No one disputes the Army's regulations serve a compelling interest. As McConville explained at great length, "uniformity is central to the development of a bonded and effective fighting force." It is the "primary means by which we convert individuals into members of the Army." It "promotes cohesive bonds by instilling a common identity," shows "a willingness to submit (one's) individuality to the larger organization" as well as to "inhibit personal desires and impulses that may be antithetical to mission accomplishment." Also, it provides "a readily available means of instilling the practice of inspection and compliance" and a means "to assess a Soldier's competency and attention to detail." Such things are necessary to field a professional military capable of executing the federal government's most basic purpose: defending the nation.

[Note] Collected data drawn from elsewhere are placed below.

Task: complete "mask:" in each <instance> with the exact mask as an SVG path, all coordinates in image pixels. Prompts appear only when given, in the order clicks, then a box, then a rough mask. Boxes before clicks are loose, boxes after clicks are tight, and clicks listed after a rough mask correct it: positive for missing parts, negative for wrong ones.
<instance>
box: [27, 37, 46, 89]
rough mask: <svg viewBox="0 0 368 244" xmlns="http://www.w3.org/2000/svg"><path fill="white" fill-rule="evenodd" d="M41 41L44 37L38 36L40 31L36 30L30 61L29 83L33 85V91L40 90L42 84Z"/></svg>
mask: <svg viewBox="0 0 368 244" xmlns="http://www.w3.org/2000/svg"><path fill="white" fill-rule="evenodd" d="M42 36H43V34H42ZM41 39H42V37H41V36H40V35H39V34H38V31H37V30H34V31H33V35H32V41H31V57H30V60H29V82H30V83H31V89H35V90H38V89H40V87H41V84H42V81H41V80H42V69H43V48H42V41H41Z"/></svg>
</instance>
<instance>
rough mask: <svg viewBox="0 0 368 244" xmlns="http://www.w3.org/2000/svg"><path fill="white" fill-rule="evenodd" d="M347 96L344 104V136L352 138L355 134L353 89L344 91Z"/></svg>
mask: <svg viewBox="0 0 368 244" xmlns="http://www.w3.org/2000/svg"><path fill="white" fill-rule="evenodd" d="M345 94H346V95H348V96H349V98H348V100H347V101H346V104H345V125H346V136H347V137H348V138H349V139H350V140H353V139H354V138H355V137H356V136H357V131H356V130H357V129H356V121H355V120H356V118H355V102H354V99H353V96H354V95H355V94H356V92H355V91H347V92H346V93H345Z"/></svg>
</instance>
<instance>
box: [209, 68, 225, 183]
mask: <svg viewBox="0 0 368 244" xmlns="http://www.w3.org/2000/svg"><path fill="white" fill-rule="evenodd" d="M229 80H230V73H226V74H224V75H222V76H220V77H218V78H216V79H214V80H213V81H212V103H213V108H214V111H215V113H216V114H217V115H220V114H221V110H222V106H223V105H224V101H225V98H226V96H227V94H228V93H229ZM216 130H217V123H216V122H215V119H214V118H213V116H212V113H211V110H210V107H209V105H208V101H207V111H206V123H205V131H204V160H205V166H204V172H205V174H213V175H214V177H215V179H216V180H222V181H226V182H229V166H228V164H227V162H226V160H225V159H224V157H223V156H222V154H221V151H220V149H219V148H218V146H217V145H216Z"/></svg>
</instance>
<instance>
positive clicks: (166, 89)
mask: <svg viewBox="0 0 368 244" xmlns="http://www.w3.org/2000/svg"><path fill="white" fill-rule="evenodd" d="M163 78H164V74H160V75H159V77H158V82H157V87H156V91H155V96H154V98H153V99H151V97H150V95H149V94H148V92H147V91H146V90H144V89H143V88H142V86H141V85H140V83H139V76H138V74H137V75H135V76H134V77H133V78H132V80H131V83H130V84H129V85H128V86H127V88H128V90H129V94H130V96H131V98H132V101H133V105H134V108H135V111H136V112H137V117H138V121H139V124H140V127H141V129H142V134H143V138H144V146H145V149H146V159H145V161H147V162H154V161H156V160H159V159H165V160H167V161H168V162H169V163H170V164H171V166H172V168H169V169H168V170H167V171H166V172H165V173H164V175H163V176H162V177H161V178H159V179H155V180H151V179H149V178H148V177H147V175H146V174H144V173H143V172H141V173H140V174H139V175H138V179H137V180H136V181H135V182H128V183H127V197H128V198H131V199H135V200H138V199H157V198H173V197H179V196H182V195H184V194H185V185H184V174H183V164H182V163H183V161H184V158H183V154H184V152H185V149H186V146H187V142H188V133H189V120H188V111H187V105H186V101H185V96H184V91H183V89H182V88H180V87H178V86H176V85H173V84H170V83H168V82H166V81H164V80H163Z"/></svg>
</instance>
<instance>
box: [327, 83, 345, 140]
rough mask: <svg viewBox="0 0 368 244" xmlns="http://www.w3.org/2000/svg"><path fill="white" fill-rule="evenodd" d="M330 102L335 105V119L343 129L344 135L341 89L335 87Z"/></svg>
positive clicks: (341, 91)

But that still wasn't good enough, Jackson concluded. Because even though the Army's rules are rules of "general applicability," they need not obtain in Singh's specific instance—particularly given the many other exceptions, religious and otherwise, the military has made over the years.

What the Army was doing, she explained, was imposing a substantial burden on Singh as the price of his religious fidelity. A substantial burden exists when government puts "pressure on an adherent to modify his behavior and to violate his beliefs."

That is what Obamacare did to the owners of Hobby Lobby. And what others, including courts, have done in cases when various service providers—such as photographers and bakers—have declined to help facilitate gay weddings. Because RFRA applies only to federal action, and not the states, many states have considered their own religious-freedom measures. Nineteen states already have measures equivalent to RFRA, but those introduced more recently have elicited great fury because they are such obvious reactions to the growing acceptance of gay marriage. The other day North Carolina lawmakers overruled Gov. Pat McCrory's veto and enacted a measure that lets state magistrates decline to perform a marriage if they have sincere religious objections.

One response to the religious objections of devout Christians has been breezy dismissal: If you don't want to photograph gay weddings, then you shouldn't become a photographer. Don't want to pay for contraceptive coverage? Don't become an employer.

Arguments like that force people into an untenable choice: Give up your religion, or give up your vocation (which, along with faith and background, is one of the principal ways people define themselves). By the same token, the Army essentially said the same to Iknoor Singh: You can have your faith or you can have an ROTC commission, but not both. Take your pick.

Society also could impose a similar choice on, say, doctors who object to lecturing abortion-seeking women about fetal development. Last year the Richmond-based Fourth Circuit Court of Appeals struck down a North Carolina (again!) law requiring physicians to do just that while showing the women sonograms of their unborn children.

Commendably, Judge J. Harvie Wilkinson and his colleagues ruled that such compelled speech violates a doctor's rights under the First Amendment. But they could have offered the take-it-or-leave-it rejoinder: Don't like narrating ultrasounds? Don't become a doctor.

Individual rights—whether to religious freedom or to freedom of speech—deserve more dignity and decency than that. Weighed against compelling governmental interests, they still might sometimes lose. But at the very least, freedom deserves a respectful hearing for all who seek it.